Summary

This sketch is teeming with images: in what appears to be a science lab, two researchers stand in the background, surrounded by gray lab equipment; one peers into a microscope. In the bottom of the frame a horse and cow flank three sheep. At the center stands a muscular baby, loosely draped in a white cloth and held up by a nurse in a white apron and cap. To his left stands a rather grim looking doctor, who holds the baby's arm with one hand and injects a vaccine with the other.

Commentary

Vaccinations have been controversial since the late 1700s, when Benjamin Jesty and Edward Jenner first created a vaccine against smallpox. Two issues are central: the dangers of infectious diseases (measles, polio, diphtheria) vs. the danger of the vaccines themselves (which can cause real harm, if only to--relatively speaking--a very few), and public health concerns vs. private freedom.

The latter issue is of particular note as vaccination is the one area of public health on which federal and local governments take a fairly firm stand--proof of vaccinations, for example, is required for entrance to most public schools. Concerns about informed consent arise as well--if parents are made aware of small percentage of children who may die or be damaged by vaccines, how many will forego vaccination? Many do make this choice, for health, religious, or other reasons.

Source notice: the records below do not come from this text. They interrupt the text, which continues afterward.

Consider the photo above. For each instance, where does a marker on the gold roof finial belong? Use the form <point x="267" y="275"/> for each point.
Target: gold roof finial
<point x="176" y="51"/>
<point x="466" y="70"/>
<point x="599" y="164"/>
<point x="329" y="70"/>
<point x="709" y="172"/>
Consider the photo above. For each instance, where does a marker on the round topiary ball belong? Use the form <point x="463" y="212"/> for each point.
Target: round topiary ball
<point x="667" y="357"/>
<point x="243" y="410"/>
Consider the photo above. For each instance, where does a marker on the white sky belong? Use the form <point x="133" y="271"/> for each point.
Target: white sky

The debate about vaccinations has become more heated of late, perhaps (ironically) because widespread mandatory vaccination has eliminated once-terrifying diseases from both the lives and the memories of younger generations in the industrialized world. Rivera's sketch does not call to mind these conflicts, except, perhaps, in reminding us that infants and very young children--too young to do cost-benefit analysis or give informed consent--are the primary recipients of vaccines.

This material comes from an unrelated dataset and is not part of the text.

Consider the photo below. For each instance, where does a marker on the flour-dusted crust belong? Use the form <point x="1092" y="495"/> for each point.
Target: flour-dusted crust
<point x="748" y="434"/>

Rivera's baby, standing tall, seems to have a power all his own, calling to mind (my mind, at least) earlier images of the infant Jesus. Of course, Jesus as Christ sacrificed His single life for the lives of many, so perhaps the idea of personal good vs. common good is not entirely absent from Rivera's seemingly benign image of one of medicine's greatest advances.

Miscellaneous

The work is in charcoal with red pigment over light charcoal.